Modified llama.cpp files

File Change
ggml/src/ggml.c Backward graph fixes: GET_ROWS 3D, SET_ROWS, MUL_MAT_ID, SSM_SCAN/CONV, FLASH_ATTN_EXT all stop gradient; inplace-op assert → warn+skip
src/llama-context.cpp opt_init: scheduler and graph sized with inflated capacity before ggml_opt_init; opt_epoch_iter: per-ubatch timing instrumentation; reward scaling via g_reward_weights TLS
src/llama-adapter.cpp Repack-buft fallback for LoRA tensors: tries device-native buft before CPU
common/common.h Added save_every, lora_freeze_layers, grad_checkpoint_interval, train_on_prompt, shuffle_dataset fields
common/arg.cpp Added --save-every, --freeze-layers, --grad-checkpoint, --train-on-prompt, --shuffle-dataset arguments
include/llama.h Added llama_opt_set_reward_weights(); grad_checkpoint_interval in llama_opt_params; shuffle param in llama_opt_epoch
ggml/src/ggml-cuda/out-prod.cu OUT_PROD with quantized src0 (dequantize on GPU + cuBLAS); OUT_PROD_ID for MoE backward
ggml/src/ggml-cuda/ggml-cuda.cu supports_op for quantized OUT_PROD and OUT_PROD_ID; CPU-resident ids fix in mul_mat_id
ggml/include/ggml-opt.h Added grad_checkpoint_interval to ggml_opt_params
ggml/src/ggml-opt.cpp Gradient checkpointing: marks every Nth forward node GGML_TENSOR_FLAG_OUTPUT before backward build

Key invariants

  • params.use_mmap = false — forced; mmap'd tensors can't have data written back
  • params.flash_attn_type = DISABLED — no backward impl for flash attention
  • params.warmup = false — warmup runs inference with PARAM tensors → segfault
  • params.cache_type_k = F32 — training requires F32 KV (or BF16 with --cache-type-k bf16)
  • LoRA A/B tensors are marked PARAM via ggml_set_param on the tensors loaded by llama_adapter_lora_init, not on the pre-init scratch tensors in lt.buf
  • The adapter GGUF is pre-saved and loaded via params.lora_adapters BEFORE common_init_from_params so that sched_reserve includes LoRA graph nodes in its sizing

Why opt_init inflation matters

ggml_opt_init captures sched.get() at construction time. The backward graph (gb_grad, gb_opt) is ~35× larger than the forward graph in node count. If the scheduler hash_set is sized only for the forward graph, ggml_backend_sched_alloc_graph on the backward graph will overflow it. We recreate sched with inflated = fwd_nodes × 4 slots BEFORE calling ggml_opt_init.

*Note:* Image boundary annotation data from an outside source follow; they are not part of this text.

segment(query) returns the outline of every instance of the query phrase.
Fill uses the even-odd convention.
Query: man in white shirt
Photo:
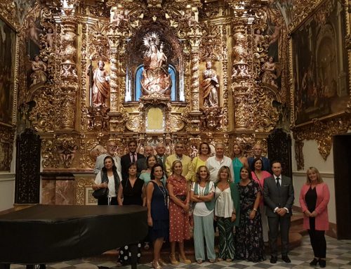
[[[104,166],[104,159],[106,156],[111,156],[114,162],[114,165],[117,169],[118,172],[121,172],[121,158],[116,154],[117,146],[114,141],[110,140],[106,143],[107,152],[98,156],[96,163],[94,167],[94,173],[97,175],[101,169]]]
[[[206,162],[206,166],[210,171],[210,180],[213,182],[217,181],[218,171],[220,167],[228,166],[230,170],[230,178],[233,180],[234,171],[232,159],[224,155],[224,145],[223,143],[218,143],[215,147],[216,154],[210,157]]]

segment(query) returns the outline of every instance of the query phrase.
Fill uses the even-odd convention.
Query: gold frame
[[[302,0],[297,0],[301,2]],[[295,117],[295,84],[293,79],[293,39],[291,34],[300,28],[313,14],[329,0],[316,0],[309,3],[309,6],[303,12],[303,9],[306,8],[306,4],[301,4],[301,6],[297,8],[295,11],[294,20],[289,25],[289,36],[291,37],[289,42],[289,77],[291,81],[290,85],[290,105],[291,105],[291,127],[293,133],[295,142],[296,160],[298,170],[304,169],[304,158],[303,153],[303,140],[314,140],[317,143],[318,150],[324,160],[326,160],[330,154],[332,147],[332,136],[335,134],[345,133],[351,127],[351,119],[350,114],[351,113],[351,91],[349,90],[348,100],[346,107],[343,111],[322,116],[310,121],[296,124]],[[336,0],[336,4],[340,4],[338,0]],[[297,5],[296,6],[299,6]],[[343,8],[346,8],[343,6]],[[300,12],[300,14],[298,14]],[[345,54],[347,55],[347,84],[348,86],[351,85],[351,46],[350,46],[350,14],[347,10],[345,11],[345,37],[344,44],[346,48]]]

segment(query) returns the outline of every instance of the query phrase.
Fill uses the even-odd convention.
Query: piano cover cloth
[[[147,234],[140,206],[37,205],[0,216],[0,263],[42,264],[98,255]]]

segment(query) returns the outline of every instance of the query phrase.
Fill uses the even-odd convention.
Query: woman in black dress
[[[260,206],[261,189],[252,179],[250,169],[240,169],[237,183],[240,197],[240,221],[235,229],[235,249],[238,259],[258,262],[265,260]]]
[[[120,206],[135,204],[143,205],[143,189],[144,181],[137,177],[137,166],[132,162],[128,166],[128,178],[124,179],[118,190],[118,204]],[[130,261],[129,246],[119,249],[119,262],[127,264]],[[140,244],[138,244],[138,258],[141,256]]]
[[[166,263],[161,259],[161,249],[169,234],[168,192],[161,180],[164,169],[156,164],[151,169],[151,181],[146,187],[146,204],[147,206],[147,224],[149,237],[154,246],[152,267],[160,269]]]
[[[117,204],[117,192],[121,178],[113,158],[111,156],[106,156],[104,159],[104,167],[96,175],[93,184],[94,190],[103,188],[108,188],[107,195],[98,199],[98,205]]]

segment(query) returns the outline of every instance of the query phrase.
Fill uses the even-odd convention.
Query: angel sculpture
[[[197,22],[193,16],[194,16],[194,12],[192,12],[190,9],[187,9],[179,20],[180,22],[185,22],[187,26],[190,27],[193,23]]]
[[[157,46],[159,44],[159,38],[155,33],[147,34],[144,37],[144,45],[147,48],[144,53],[144,70],[141,79],[144,94],[163,93],[171,85],[167,57],[163,52],[163,44],[161,44],[159,51]]]
[[[262,65],[261,79],[263,83],[265,83],[278,88],[276,79],[279,77],[282,71],[280,66],[274,62],[273,57],[270,56],[268,60]]]

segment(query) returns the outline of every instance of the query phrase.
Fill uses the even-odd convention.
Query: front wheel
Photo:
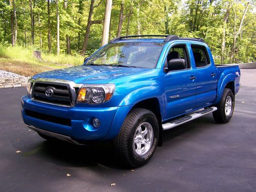
[[[229,121],[234,108],[234,96],[230,89],[225,89],[217,107],[217,111],[212,113],[214,120],[219,123],[225,123]]]
[[[147,109],[135,108],[126,117],[114,140],[114,145],[126,165],[137,167],[146,164],[153,155],[158,135],[158,123],[155,114]]]

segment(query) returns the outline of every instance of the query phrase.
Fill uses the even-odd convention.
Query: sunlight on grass
[[[78,54],[55,55],[41,53],[41,60],[33,56],[32,48],[16,46],[0,45],[0,69],[32,76],[36,73],[51,70],[81,65],[83,57]]]

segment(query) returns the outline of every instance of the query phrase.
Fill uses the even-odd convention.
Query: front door
[[[191,67],[185,44],[175,45],[170,49],[167,62],[177,58],[184,59],[185,66],[183,69],[174,68],[164,76],[167,101],[166,120],[188,113],[196,107],[194,97],[196,89],[196,70]]]

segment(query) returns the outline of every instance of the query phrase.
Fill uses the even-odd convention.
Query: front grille
[[[46,94],[49,89],[53,91],[51,96]],[[51,103],[71,106],[71,93],[67,86],[46,83],[36,82],[33,87],[33,99]]]
[[[44,121],[60,124],[66,126],[71,126],[71,120],[69,119],[53,116],[52,115],[35,112],[28,110],[25,110],[25,114],[29,117],[41,119]]]

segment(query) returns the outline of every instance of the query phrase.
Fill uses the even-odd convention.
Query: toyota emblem
[[[51,97],[53,95],[53,90],[52,89],[48,88],[46,90],[46,95],[48,97]]]

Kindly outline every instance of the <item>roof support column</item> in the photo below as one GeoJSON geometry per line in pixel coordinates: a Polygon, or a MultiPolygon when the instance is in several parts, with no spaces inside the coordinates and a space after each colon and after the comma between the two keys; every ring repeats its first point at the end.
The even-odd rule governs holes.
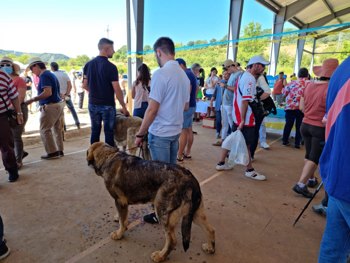
{"type": "MultiPolygon", "coordinates": [[[[278,13],[274,15],[273,25],[272,27],[272,34],[279,34],[283,31],[284,25],[285,16],[286,8],[285,7],[278,11],[278,13]]],[[[281,38],[281,36],[275,36],[272,38],[273,41],[278,40],[281,38]]],[[[278,60],[278,53],[280,51],[281,42],[272,42],[271,43],[271,53],[270,54],[270,61],[271,63],[268,67],[269,75],[275,76],[276,75],[277,60],[278,60]]]]}
{"type": "MultiPolygon", "coordinates": [[[[307,28],[307,25],[303,26],[301,29],[306,29],[307,28]]],[[[306,35],[306,32],[300,33],[299,36],[304,36],[306,35]]],[[[300,64],[301,63],[301,58],[303,56],[303,50],[304,50],[304,46],[305,45],[305,39],[298,39],[296,43],[296,53],[295,54],[295,59],[294,61],[294,69],[293,72],[296,74],[298,72],[298,70],[300,68],[300,64]]]]}
{"type": "MultiPolygon", "coordinates": [[[[126,0],[128,52],[142,52],[143,50],[144,9],[144,0],[126,0]]],[[[136,79],[137,68],[142,63],[142,58],[141,56],[127,59],[128,87],[131,90],[133,81],[136,79]]]]}
{"type": "MultiPolygon", "coordinates": [[[[230,16],[229,18],[229,32],[227,34],[228,41],[239,38],[241,20],[243,10],[244,0],[231,0],[230,4],[230,16]]],[[[226,51],[226,59],[229,58],[235,61],[237,58],[237,48],[230,46],[238,45],[238,42],[227,43],[226,51]]]]}

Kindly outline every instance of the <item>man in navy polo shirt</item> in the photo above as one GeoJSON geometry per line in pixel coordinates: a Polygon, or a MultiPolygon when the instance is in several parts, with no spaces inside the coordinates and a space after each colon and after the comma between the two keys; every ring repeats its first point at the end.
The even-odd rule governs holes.
{"type": "Polygon", "coordinates": [[[91,120],[90,143],[100,141],[103,121],[105,141],[114,147],[114,126],[115,123],[114,94],[122,108],[124,115],[129,112],[119,85],[118,70],[110,62],[115,52],[114,42],[105,38],[100,40],[97,46],[99,54],[84,67],[83,87],[89,92],[89,111],[91,120]]]}
{"type": "Polygon", "coordinates": [[[38,101],[41,106],[40,110],[41,112],[40,136],[47,153],[41,158],[48,160],[63,156],[63,140],[61,119],[63,114],[63,105],[59,96],[58,80],[54,75],[46,69],[46,65],[48,62],[43,62],[40,58],[30,59],[28,64],[27,71],[31,70],[39,77],[37,96],[25,102],[27,105],[29,105],[34,101],[38,101]]]}
{"type": "Polygon", "coordinates": [[[201,65],[198,63],[195,63],[192,65],[191,68],[187,68],[186,66],[186,62],[183,59],[176,59],[175,60],[178,62],[180,67],[185,72],[187,77],[190,80],[190,103],[188,109],[183,112],[182,129],[178,140],[177,161],[178,163],[181,163],[183,162],[184,159],[187,160],[192,160],[191,147],[193,143],[192,123],[193,115],[197,108],[196,98],[199,90],[195,74],[198,74],[201,68],[201,65]]]}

Reward weighting implementation

llama_opt_set_reward_weights(weights, n) sets thread-local g_reward_weights. In opt_epoch, each window reads g_reward_weights[idata] and passes it as reward_scale to opt_epoch_iter. Inside the iter loop, instead of writing 1.0f for the correct token's label position in the cross-entropy label tensor, it writes reward_scale. Since cross-entropy loss = -mean(label × log(softmax(logit))), scaling the label scales both loss and gradient identically.